Les hauts murs de béton sont couronnés d’embrasures à claires-voies laissant passer la lumière du jour. Au plafond, les ventilateurs sont entourés de cages de fer. La salle commune s’ouvre sur une cour partiellement couverte ; la partie « à l’air libre » est coiffée d’un solide grillage. Les parties communes sont, elles, équipées de caméras de surveillance reliées vingt-quatre heures sur vingt-quatre au poste de garde.

« Ils sont pas mal lotis, quand même »

Le CRA vit au rythme des arrivées enregistrées au fil de la journée, en général à partir de l’après-midi, et des départs groupés qui s’effectuent dans la matinée, par bus jusqu’au ponton de Dzaoudzi puis par la SGTM, la compagnie maritime qui effectue des liaisons quotidiennes avec les Comores, ou vers l’aéroport pour les destinations plus lointaines. Chaque jour, une centaine de personnes en moyenne sont reconduites vers l’île comorienne d’Anjouan.

Au moment où nous visitons le centre, le contingent des reconduits du matin a déjà quitté les lieux, les nouveaux admis ne sont pas encore arrivés. Dans une des salles réservées aux hommes, deux retenus sont en attente. L’un, malgache, est arrivé la veille et ne sait pas quand il sera placé à bord d’un vol pour Madagascar ; l’autre se mure dans le silence. La télévision diffuse des dessins animés à plein volume. Ils attendent leur renvoi, résignés, en meublant leur isolement. Le bruit remplace le vide.

La zone réservée aux familles est décorée de fresques murales réalisées par des bénévoles de la PAF. Dans la cour, quelques jeux de jardin. Des figurines d’animaux en bois sont appliquées aux murs. Certaines sont dégradées. « On leur a mis il y a trois mois et ils cassent. Ils font chier, peste le commandant Bezzina. Ils sont pas mal lotis, quand même ! On met tout en œuvre pour que les conditions d’accueil soient les plus favorables possibles. »

Le poste de garde constitue la tour de contrôle de l’établissement. Les agents de la PAF se relaient en permanence devant un mur d’écrans de surveillance.
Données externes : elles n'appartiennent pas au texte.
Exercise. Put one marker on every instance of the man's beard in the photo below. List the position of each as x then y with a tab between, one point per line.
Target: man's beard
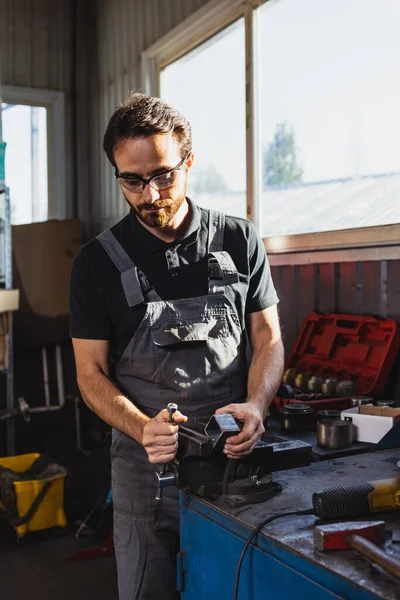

Le centre de Mayotte est le seul CRA de France à avoir un greffe de nuit : les intégrations se font vingt-quatre heures sur vingt-quatre. Les brigades effectuent des plages horaires de douze heures. Au total, cent vingt personnes assurent l’ensemble des missions de garde et d’escorte, auxquelles s’ajoutent quelques chats pour chasser les nuisibles.

Des « pratiques abusives »

Des effectifs réduits au regard des CRA métropolitains et compte tenu d’une activité qui voit défiler chaque jour en moyenne environ quatre-vingts retenus. Un travail à la chaîne générateur de contentieux. « Sur les sept premiers mois de l’année, nous avons reçu 1 438 demandes de présentation au juge des libertés et de la détention, détaille le commandant Bezzina. C’est énorme. »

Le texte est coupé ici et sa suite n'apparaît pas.